日本シリーズの前日、“清武の乱”で勃発した読売巨人軍のお家騒動。早々に、渡邉恒雄氏批判をした清武英利GMの解任が決定したが、25日には清武氏が訴訟を起こす考えがあることを示唆。だが桃井恒和球団社長は、「解任は正当」と一歩も譲らない構えだ。

 当初は、以前からワンマン体質で世間から不評だった渡邉氏の劣勢の可能性もあったが、清武氏が記者会見をした日があまりに非常識であった点、告発内容がそれほど支持を得られなかった点に加え、長嶋茂雄氏が渡邉氏擁護のコメントを出したことが決定打となり、戦況はほぼ確定したといえる。

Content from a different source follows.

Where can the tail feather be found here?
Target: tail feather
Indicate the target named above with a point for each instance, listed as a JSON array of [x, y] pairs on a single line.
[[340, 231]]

 とはいえこんな事態が勃発するのも、読売新聞社内での渡邉氏の権力が強大であるがゆえのこと。だが、読売新聞の創業家一族でもなければ、強力なコネで入社した特別な存在でもない政治部の一記者だった渡邉氏が、なぜこれほどまでに巨大メディアグループを意のままに操る最強の独裁者として君臨することになったのだろう。読売新聞の記者が、その遍歴を教えてくれた。

「ナベツネさんは、史上最も権力に食い込んだ政治記者。1950〜60年代の政界の重鎮(じゅうちん)・大野伴睦(ばんぼく)の番記者として頭角を現し、以後もロッキード事件で有名になった右翼の大物・児玉誉士夫(よしお)、中曽根康弘元首相らと密接な関係を築き上げた。有名政治家の演説の草稿作りに関わったこともあると聞きます。善かれあしかれ、保守政党の中枢に食い込む読売政治部のスタイルを築いた人。今も政界に隠然たる影響力を誇示しています」

 その渡邉氏が読売内での権力を確固たるものにしたのは80年代。論説委員長となり、「主筆(しゅひつ)」の座に就いてからだ。

「読売新聞の社説は論説委員による合議制ですが、たったひとりだけ自由に書ける人がいる。それが主筆の地位に25年以上も居座り続けるナベツネさんです。一度合議で決まった社説でも、『やっぱり気に入らない』と主筆権限でボツにし、書き直させることもある。『主筆の意見=1000万部大読売の社論。会長は辞めても主筆だけは絶対に辞めない。最低でも96歳まで続ける』と、周囲によくブチ上げています。読売社内では会長とは呼ばれず、みな主筆と呼びます」(前出・読売新聞記者)

 その主筆の権力をバックに、渡邉氏は読売新聞グループ本社の役員持ち株会を掌握(しょうあく)している。別の読売新聞関係者が解説する。

「役員持ち株会はグループ本社の筆頭株主です。その役員会を押さえているかぎり、ナベツネさんの解任はない。つまり、ナベツネさんは会長=経営、主筆=社論の両方を支配している。独裁者のように振る舞えるのも当たり前です」

 独裁とはいえ、どこかの世襲お坊ちゃん社長に比べたら、まだ成り上がりのほうがましなのかもしれない。